Stimmige Zusammenarbeit: Aron Lehmann (Regie) und Luna Wedler (Schauspielerin). (rbr)


«Was man von hier aus sehen kann» – 
Gespräch mit Regisseur Aron Lehmann und Darstellerin Luna Wedler

Vergänglichkeit und Neuanfang

Das Buch der Kölnerin Mariana Leky avancierte 2017 zum Überraschungshit in der Buchbranche und verkaufte sich 800'000mal. Aron Lehmann nahm sich des liebenswürdig-skurillen Gesellschaftsromans an. In «Was man von hier aus sehen kann» spielt neben Corinna Harfouch die Zürcherin Luna Wedler die Hauptrolle («Der Passfälscher»). Wir sprachen mit der Darstellerin und dem Regisseur im Zürcher Kino Le Paris.

Siehe auch Filmkritik zu «Was man von hier aus sehen kann»

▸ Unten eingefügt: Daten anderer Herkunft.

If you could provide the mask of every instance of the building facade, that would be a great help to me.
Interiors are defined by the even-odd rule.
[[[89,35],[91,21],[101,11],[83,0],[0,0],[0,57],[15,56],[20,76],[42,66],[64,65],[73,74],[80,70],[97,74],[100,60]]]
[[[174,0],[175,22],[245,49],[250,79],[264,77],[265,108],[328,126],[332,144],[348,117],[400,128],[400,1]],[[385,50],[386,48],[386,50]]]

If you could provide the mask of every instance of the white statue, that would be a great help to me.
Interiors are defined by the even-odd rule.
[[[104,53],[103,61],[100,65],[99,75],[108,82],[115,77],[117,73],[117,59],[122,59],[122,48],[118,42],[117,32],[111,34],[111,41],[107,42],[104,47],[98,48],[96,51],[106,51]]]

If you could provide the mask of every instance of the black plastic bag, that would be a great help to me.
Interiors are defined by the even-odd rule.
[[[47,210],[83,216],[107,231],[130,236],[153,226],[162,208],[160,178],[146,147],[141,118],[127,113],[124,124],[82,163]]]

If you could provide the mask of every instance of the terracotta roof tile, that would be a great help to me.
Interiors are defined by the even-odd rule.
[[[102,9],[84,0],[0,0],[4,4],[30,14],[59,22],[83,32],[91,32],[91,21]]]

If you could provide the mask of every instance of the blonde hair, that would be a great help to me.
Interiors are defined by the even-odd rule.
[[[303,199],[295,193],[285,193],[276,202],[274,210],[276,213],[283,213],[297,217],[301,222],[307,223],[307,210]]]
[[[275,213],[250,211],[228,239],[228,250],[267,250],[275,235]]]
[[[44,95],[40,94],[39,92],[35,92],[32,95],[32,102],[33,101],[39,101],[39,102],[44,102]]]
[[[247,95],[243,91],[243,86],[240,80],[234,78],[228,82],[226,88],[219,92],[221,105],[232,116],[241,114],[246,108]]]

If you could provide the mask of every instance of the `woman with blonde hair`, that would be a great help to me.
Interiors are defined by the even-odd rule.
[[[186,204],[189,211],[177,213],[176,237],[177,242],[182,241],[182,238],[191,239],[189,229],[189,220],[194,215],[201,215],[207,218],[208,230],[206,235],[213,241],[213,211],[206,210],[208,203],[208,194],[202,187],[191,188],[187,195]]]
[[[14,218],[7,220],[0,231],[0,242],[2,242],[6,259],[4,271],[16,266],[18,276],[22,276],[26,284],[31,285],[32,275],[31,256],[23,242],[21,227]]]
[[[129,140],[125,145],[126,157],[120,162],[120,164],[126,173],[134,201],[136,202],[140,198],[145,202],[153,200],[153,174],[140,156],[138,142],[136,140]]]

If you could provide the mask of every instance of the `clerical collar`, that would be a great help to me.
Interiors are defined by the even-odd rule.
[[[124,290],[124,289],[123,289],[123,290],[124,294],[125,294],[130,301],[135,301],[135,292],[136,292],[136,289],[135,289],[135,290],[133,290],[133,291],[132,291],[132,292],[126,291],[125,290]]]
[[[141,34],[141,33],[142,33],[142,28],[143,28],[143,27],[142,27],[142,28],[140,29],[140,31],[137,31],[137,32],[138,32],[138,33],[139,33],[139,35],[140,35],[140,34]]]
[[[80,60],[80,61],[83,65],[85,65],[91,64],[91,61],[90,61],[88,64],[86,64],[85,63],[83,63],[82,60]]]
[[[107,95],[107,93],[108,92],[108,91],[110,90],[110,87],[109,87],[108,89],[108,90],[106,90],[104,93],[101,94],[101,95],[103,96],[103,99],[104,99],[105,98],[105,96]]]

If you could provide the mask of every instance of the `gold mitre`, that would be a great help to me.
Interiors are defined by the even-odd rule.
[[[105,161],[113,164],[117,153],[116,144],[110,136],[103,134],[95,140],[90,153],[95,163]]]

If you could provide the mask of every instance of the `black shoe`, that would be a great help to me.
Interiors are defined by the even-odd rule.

Das Buch ist eine Fundgrube. Wie bringt man all die Episoden und Geschichten auf eine Reihe? Wie sind Sie daran gegangen, dies alles zu verdichten?
Aron Lehmann: Beim Lesen des Buches war mir schnell klar, dass es nicht gelingen wird, die Buchstaben dieses Buches zu bebildern. Dafür ist der Roman zu komplex. Eine Geschichte passiert auf dem Papier anders als auf der Leinwand. Auf der Leinwand muss man sich für einen Kern entscheiden. Das Wichtigste für mich war, dass wir es schaffen, den besonderen Geist und Ton des Romans auf die Leinwand zu übersetzen. Diesbezüglich habe ich mit der Autorin Mariana Leky eng zusammengearbeitet. Wir haben oft miteinander telefoniert, während ich das Drehbuch geschrieben habe. Wir waren uns dann schnell einig, dass es im Kern sich um Vergänglichkeit und Neuanfang geht.

Sie haben dann tatsächlich den Zeitraum verkürzt und verdichtet.
Aron Lehmann: Wir haben uns auf zweimal zwei Tage konzentriert, haben vieles verflochten. Soll auch heissen: Tod und Liebe umfassen quasi das ganze Leben.

Mir scheint, dass das Buch ein Puzzle ist, das Sie neu zusammengesetzt haben …
Aron Lehmann: So sieht es aus. Wir haben ein Elixier daraus gemacht. Uns ging es darum, dass beide Werke nebeneinander existieren können, aber im Herzen und Seele verwandt sind.

Der Optiker taucht im Buch immer wieder auf, ein Schattenmann und Reflektor, im Film gewinnt er an Gewicht.
Aron Lehmann: Ja, er ist im Film intensiver. Für mich ist er auch einer der heimlichen Helden.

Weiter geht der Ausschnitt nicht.